Thank you for your help.
Regards, Sophia
asked Mar 29, 2017 by Sophia

1 Answer

0 votes
Different random seeds can produce different results in latent class, because the algorithm does not guarantee a globally optimal solution each time.  Therefore, it is a good idea to run it multiple times (multiple replications) and select the one replication (for each group size) that obtains the best fit.  Although you specify a starting seed for the first replication, the software chooses a different seed for each replication (otherwise, you'd just get the same result as the previous replication).  

Researchers usually only pay attention to the best replication reported (the summary of best replications) per group size.  And, if you are really concerned about finding the near-optimal solution for each number of groups, I'd recommend you increase the number of replications from 5 to 10 for each solution.  5 is just a default in the software to help things run faster while you are doing preliminary investigation with a data set.  Once you get really serious about securing the most optimal answer, you should probably increase the number of replications.  If you can afford the time, 30 replications wouldn't hurt.

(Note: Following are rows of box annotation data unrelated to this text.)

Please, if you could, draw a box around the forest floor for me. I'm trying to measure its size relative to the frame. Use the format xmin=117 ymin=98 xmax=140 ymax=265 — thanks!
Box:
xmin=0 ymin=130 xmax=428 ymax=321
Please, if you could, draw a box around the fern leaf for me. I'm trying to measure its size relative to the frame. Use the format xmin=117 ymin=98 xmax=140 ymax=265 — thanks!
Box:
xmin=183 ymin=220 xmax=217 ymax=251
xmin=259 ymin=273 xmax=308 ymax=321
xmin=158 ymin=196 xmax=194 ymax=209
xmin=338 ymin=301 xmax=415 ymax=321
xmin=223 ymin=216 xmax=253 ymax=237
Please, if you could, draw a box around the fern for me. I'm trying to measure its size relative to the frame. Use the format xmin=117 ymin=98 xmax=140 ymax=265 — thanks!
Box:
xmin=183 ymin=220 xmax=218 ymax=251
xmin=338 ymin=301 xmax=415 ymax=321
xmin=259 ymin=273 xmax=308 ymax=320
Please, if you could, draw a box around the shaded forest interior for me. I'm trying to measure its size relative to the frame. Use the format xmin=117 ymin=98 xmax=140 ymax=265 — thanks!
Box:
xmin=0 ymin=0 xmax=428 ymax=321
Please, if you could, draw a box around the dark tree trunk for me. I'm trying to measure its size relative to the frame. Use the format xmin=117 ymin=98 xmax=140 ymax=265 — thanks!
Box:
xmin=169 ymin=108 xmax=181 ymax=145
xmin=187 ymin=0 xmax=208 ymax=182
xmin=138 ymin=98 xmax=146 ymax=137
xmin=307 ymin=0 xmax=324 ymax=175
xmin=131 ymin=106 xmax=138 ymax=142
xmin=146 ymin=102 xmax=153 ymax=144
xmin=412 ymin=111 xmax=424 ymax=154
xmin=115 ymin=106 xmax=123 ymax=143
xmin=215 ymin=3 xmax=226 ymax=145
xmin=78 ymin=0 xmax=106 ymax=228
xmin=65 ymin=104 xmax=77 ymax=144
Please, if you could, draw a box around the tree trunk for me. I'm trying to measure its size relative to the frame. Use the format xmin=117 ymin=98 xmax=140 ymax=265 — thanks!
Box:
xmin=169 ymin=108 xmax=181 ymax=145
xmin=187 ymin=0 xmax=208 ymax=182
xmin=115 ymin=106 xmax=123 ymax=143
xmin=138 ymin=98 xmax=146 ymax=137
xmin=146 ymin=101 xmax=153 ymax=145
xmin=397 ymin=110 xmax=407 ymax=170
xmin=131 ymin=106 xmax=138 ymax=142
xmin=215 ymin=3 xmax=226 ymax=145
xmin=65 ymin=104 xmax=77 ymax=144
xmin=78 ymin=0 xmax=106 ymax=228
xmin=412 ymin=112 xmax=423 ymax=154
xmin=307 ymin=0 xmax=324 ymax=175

A reason to pay attention to how much the fit statistics vary across all replications would be to see how stable the solutions are (how often the same fit will occur from different random starting points).  If very different fits often happen from different starting points, that can be some indication that the data do not naturally break out well over that number of dimensions (groups) in your latent class solution.
answered Mar 29, 2017 by Bryan Orme Platinum Sawtooth Software, Inc. (134,015 points)
Thanks four your answer.
So this means that I have to run the analysis only once with e.g. 10 replications?
In my latent class output, there are many replications with CAIC (most of the replications) and BIC (a few) having not the lowest value for the 5 group solution. But the best summary looks like this:

Groups          CAIC
2        5749,83718
3        5589,00730
4        5587,43794
5        5577,84376
6        5594,54510
7        5629,06527

So is it reasonable to choose the 5 group solution although there are other replications with higher values for CAIC (like 5595, 5627, 5630). The 3 group CAIC is always at 5589. Thus, is more stable.

Thanks for your help.
Yes, one run with many replications.

And, just because statistically speaking the 5-groups solution seems best (per CAIC), it doesn't mean that's the best solution for you to use to solve your business problem!  Perhaps the 4-group solution is more interpretable and more palatable for management minds?  Or, if you are looking for predictive accuracy of holdouts, perhaps an 11-group solution provides better predictive accuracy.  There is both art and science to latent class analysis, and the decision of which solution to use can take you one path or another.